Prevent Using Developers Without Cyber Security Skills
Ensure software developers possess the cyber security knowledge and skills required for their specific projects or tasks before they are assigned to them.
Plain language
Before letting a developer work on a project, the organisation confirms they actually understand the cyber security demands of that specific work, not just how to code. If a developer does not have the secure-coding skills the project needs, they are not put on it until the gap is closed. This stops under-skilled developers from quietly building insecure software that attackers can later exploit.
Framework
ASD Information Security Manual (ISM)
Control effect
Preventative
Classifications
NC, OS, P, S, TS
ISM last updated
June 2026
Control Stack last updated
19 June 2026
E8 maturity levels
N/A
Guideline
Guidelines for software developmentOfficial control statement
Software developers that lack sufficient cyber security knowledge and skills required for their projects or tasks are not used.
Why it matters
If under-skilled developers are assigned to projects, they introduce insecure coding patterns such as missing or weak input validation, broken authentication and authorisation logic, injection-prone queries, unsafe handling of secrets, and flawed cryptography. These defects are baked into the software at build time, are expensive to remediate later, and create exploitable vulnerabilities that can lead to data compromise or system takeover. Because the gap is a skills gap, the same classes of weakness tend to recur across every project the developer touches.
Operational notes
Map the specific cyber security skills each project or task type demands (for example web app security, API authentication, cryptographic implementation, or secure handling of personal data) and match developers against that profile before assignment, not just against general coding ability.

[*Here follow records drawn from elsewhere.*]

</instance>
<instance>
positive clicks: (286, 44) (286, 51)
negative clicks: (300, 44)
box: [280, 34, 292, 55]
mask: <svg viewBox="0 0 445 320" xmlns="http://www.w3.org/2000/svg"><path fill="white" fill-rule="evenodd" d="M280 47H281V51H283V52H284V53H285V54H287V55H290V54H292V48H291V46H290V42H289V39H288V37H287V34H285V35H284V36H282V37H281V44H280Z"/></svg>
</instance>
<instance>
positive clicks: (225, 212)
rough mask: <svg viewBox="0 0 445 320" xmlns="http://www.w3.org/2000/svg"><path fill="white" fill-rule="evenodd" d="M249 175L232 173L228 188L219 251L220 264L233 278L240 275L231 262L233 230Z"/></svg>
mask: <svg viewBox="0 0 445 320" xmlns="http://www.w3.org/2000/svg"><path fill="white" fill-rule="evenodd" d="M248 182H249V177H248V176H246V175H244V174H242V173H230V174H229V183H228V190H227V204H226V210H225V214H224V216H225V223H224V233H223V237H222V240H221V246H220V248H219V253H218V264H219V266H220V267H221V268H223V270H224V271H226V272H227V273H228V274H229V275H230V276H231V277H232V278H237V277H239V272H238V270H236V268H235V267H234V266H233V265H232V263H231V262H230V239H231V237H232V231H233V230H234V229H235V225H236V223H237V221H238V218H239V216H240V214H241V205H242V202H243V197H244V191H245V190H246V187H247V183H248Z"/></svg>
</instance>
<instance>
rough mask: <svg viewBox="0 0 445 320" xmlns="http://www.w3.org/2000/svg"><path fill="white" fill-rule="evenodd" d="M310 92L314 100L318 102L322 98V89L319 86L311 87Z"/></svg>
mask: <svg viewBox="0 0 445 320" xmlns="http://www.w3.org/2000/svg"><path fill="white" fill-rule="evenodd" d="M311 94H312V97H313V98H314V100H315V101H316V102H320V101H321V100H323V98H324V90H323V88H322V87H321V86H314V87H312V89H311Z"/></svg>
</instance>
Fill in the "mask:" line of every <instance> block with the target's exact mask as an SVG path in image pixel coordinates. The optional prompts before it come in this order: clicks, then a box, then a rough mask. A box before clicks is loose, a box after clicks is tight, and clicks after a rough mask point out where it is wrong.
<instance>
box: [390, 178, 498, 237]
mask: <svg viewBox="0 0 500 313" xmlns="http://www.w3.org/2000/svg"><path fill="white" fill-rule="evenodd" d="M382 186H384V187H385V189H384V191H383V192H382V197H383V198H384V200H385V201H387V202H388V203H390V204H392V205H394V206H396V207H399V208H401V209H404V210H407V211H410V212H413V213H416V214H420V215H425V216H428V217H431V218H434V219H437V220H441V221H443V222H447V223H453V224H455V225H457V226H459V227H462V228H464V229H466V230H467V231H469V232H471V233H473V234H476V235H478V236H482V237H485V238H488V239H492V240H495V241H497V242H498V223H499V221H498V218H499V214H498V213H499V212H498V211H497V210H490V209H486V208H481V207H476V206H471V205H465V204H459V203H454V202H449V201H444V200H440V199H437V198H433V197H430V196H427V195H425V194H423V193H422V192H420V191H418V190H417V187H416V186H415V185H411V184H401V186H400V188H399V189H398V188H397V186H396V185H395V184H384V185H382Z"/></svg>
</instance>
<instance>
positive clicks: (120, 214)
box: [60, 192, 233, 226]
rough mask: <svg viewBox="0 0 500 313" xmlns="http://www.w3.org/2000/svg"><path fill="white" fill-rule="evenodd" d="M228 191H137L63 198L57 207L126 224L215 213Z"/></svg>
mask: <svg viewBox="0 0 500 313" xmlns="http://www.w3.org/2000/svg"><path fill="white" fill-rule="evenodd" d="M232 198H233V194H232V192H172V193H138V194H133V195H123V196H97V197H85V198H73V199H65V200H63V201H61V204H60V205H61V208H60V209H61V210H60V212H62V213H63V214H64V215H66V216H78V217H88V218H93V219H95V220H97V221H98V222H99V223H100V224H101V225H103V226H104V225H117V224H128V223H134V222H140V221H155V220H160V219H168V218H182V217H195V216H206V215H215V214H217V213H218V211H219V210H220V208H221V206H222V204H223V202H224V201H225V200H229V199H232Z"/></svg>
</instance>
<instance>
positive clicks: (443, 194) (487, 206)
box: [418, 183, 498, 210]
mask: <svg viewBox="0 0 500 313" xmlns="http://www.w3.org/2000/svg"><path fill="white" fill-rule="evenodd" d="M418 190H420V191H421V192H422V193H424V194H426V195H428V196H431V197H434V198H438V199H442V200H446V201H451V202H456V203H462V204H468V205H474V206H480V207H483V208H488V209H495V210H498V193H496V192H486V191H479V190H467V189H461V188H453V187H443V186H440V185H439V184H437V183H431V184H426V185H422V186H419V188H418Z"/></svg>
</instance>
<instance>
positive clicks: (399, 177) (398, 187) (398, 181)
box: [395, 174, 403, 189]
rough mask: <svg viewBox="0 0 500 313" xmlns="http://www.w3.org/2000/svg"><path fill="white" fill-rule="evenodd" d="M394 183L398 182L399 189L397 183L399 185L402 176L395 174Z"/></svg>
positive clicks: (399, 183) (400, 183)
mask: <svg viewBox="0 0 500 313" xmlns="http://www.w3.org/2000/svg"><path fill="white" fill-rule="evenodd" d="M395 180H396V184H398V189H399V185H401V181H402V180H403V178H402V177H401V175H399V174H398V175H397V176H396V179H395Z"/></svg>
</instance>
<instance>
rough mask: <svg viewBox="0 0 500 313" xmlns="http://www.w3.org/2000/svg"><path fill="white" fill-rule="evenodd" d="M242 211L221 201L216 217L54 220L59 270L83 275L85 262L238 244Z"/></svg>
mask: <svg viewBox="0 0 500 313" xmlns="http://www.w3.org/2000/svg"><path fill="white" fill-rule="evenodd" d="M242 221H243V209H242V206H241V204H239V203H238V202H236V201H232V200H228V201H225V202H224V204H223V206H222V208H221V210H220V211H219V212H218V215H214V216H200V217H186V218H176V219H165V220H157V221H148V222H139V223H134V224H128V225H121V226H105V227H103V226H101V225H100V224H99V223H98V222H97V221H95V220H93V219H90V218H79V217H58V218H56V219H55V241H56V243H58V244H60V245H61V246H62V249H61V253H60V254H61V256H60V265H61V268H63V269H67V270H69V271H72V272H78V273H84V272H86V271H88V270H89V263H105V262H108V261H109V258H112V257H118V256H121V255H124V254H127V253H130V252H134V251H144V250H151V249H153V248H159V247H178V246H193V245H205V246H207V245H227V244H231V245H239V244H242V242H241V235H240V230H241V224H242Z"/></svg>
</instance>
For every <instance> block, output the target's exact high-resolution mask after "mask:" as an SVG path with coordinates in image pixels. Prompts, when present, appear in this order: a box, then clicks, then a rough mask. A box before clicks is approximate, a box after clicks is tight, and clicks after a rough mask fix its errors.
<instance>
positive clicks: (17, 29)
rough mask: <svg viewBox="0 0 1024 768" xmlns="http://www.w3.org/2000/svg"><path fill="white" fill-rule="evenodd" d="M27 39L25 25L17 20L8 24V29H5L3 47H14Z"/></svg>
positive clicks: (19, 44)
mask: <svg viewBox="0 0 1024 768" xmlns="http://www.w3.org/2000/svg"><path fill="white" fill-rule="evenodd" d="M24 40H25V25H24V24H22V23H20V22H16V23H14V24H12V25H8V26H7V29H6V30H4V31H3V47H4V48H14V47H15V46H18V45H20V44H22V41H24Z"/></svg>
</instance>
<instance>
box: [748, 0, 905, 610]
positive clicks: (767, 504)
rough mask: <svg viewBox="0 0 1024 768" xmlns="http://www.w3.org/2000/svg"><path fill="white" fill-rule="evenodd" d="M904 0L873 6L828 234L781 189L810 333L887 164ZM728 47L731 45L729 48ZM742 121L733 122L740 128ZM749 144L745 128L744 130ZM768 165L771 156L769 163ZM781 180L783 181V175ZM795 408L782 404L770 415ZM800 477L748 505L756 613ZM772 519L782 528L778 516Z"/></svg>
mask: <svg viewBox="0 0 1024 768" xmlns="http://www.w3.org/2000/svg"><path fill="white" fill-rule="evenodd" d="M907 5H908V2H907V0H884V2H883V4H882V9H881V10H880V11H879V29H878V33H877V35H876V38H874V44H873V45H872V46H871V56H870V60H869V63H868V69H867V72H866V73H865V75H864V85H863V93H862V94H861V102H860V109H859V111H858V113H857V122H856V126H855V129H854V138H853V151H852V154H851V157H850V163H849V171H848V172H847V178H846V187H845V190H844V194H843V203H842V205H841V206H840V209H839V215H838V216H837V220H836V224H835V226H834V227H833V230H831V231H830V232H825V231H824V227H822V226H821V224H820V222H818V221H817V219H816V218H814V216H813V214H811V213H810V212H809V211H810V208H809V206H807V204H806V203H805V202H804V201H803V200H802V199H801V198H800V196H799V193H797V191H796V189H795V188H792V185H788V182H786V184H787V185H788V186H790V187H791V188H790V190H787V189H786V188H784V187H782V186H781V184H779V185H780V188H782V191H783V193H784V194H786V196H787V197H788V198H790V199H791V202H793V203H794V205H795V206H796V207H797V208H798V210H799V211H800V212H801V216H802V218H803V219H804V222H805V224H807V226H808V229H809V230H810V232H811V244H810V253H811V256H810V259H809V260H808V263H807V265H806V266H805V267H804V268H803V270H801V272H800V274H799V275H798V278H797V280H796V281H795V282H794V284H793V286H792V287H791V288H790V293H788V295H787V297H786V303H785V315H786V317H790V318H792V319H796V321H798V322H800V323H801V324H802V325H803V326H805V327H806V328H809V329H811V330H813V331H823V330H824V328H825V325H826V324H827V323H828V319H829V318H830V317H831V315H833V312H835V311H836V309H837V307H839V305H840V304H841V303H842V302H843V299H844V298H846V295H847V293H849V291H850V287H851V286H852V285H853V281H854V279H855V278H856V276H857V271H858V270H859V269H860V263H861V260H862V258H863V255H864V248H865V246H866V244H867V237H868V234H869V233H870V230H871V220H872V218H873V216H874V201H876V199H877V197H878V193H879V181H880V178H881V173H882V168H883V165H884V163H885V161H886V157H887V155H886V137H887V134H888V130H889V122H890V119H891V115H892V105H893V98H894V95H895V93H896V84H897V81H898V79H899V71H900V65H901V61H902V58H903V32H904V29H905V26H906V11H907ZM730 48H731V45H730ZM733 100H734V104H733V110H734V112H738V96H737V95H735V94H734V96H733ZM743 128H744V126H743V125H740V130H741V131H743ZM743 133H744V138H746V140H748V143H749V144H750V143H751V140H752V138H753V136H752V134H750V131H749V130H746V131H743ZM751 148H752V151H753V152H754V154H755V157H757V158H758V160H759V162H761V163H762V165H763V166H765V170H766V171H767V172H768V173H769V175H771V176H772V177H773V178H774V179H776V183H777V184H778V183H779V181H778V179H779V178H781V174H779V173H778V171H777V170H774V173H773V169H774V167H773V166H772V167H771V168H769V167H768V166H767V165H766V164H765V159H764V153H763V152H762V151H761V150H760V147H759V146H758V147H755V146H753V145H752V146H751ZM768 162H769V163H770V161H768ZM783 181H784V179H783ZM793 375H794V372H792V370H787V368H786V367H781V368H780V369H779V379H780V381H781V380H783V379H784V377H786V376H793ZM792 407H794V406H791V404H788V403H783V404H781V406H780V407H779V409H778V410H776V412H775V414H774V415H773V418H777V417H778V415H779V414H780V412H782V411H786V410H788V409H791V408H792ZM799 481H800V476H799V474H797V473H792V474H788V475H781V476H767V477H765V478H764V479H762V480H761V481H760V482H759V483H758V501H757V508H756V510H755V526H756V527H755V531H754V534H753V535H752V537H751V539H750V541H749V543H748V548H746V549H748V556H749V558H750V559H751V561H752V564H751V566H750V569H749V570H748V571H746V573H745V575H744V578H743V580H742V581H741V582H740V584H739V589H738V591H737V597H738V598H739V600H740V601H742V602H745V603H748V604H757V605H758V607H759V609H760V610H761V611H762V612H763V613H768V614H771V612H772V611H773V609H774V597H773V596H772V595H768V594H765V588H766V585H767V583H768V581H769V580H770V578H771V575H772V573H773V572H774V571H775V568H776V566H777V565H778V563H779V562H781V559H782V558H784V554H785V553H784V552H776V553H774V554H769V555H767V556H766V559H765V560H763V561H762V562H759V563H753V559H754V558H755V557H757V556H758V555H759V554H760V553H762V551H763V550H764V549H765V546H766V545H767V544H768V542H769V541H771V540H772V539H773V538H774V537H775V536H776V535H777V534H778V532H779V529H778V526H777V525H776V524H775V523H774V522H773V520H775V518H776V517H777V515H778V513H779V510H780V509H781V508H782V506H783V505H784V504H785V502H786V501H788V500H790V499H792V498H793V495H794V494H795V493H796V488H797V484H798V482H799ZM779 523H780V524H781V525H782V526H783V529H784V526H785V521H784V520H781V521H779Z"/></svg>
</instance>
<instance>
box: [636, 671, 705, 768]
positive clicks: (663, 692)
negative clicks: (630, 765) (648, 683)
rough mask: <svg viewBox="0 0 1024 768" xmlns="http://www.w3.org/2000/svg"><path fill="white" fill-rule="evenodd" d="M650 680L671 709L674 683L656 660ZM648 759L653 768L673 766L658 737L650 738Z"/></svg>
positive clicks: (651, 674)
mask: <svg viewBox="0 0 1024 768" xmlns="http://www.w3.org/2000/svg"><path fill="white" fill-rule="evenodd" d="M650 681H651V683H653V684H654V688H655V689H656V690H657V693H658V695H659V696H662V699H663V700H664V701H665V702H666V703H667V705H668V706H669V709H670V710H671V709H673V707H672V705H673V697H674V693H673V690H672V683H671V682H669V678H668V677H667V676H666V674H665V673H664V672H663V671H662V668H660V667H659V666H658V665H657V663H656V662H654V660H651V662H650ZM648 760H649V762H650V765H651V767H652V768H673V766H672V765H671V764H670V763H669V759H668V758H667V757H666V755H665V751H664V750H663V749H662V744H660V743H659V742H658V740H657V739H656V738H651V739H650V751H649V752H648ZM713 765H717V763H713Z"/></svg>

Reassess a developer's competency whenever they change role or are assigned a new project type that requires skills outside their demonstrated experience. Where a needed skill is absent, either reassign the work, pair the developer with a competent peer, or close the gap through targeted upskilling before they touch production code. Keep the assessment current as threats and the organisation's technology stack evolve, since yesterday's competent developer may lack today's required knowledge.
Implementation tips
- Define, for each project or task type the organisation undertakes, the specific cyber security skills it demands (for example input validation, secure authentication and authorisation, cryptographic implementation, secure secret handling) so assignment decisions have a concrete benchmark.
- Build and maintain a developer competency matrix that records which of those cyber security skills each developer has demonstrated, with the date and method of assessment.
- Before assigning a developer to a project, compare their recorded competencies against that project's required skills and only assign them when the required skills are met.
- Assess competency using objective evidence such as a secure-coding test, review of prior secure code, or recognised certification, rather than relying on years of experience alone.
- Reassess a developer's cyber security competency whenever they change role or are assigned a new project type that requires skills outside their demonstrated experience.
- Where a required skill is absent, withhold the assignment and close the gap first by pairing the developer with a competent peer, providing targeted upskilling, or reassigning the work to a qualified developer.
Audit / evidence tips
- Take a sample of current development projects and confirm that, for each assigned developer, there is a recorded assessment matching their cyber security skills to that project's specific requirements dated before they were assigned.
- Identify a developer who recently moved to a new project type or role and confirm their competency was reassessed against the new requirements rather than carried over unchanged.
- Pick a developer whose skills assessment flagged a gap and confirm the work was withheld, reassigned, paired, or the gap was closed before they contributed code to the project.
- Inspect the skills matrix or competency register and confirm it names the specific cyber security skills relevant to the organisation's project types, not just generic coding ability, and that entries are current.
- For an engaged contractor or external development firm, confirm the organisation verified the cyber security skills required for that specific work before the firm was used.
Cross-framework mappings
How ISM-2121 relates to controls across ISO/IEC 27001, ISO/IEC 42001, Essential Eight, and ASD ISM.
ISO 27001
| Control | Notes | Details |
|---|---|---|
| sync_alt Partially overlaps (1) expand_less | ||
| Annex A 6.3 | ISM-2121 requires organisations to avoid using developers who lack sufficient cyber security knowledge and skills for the work they are a... | |
| extension Depends on (2) expand_less | ||
| Annex A 8.25 | ISM-2121 requires that only developers with sufficient cyber security skills are used on relevant projects or tasks | |
| Annex A 8.27 | ISM-2121 requires organisations not to use developers who lack the cyber security knowledge and skills required for their tasks | |
These mappings show relationships between controls across frameworks. They do not imply full equivalence or certification.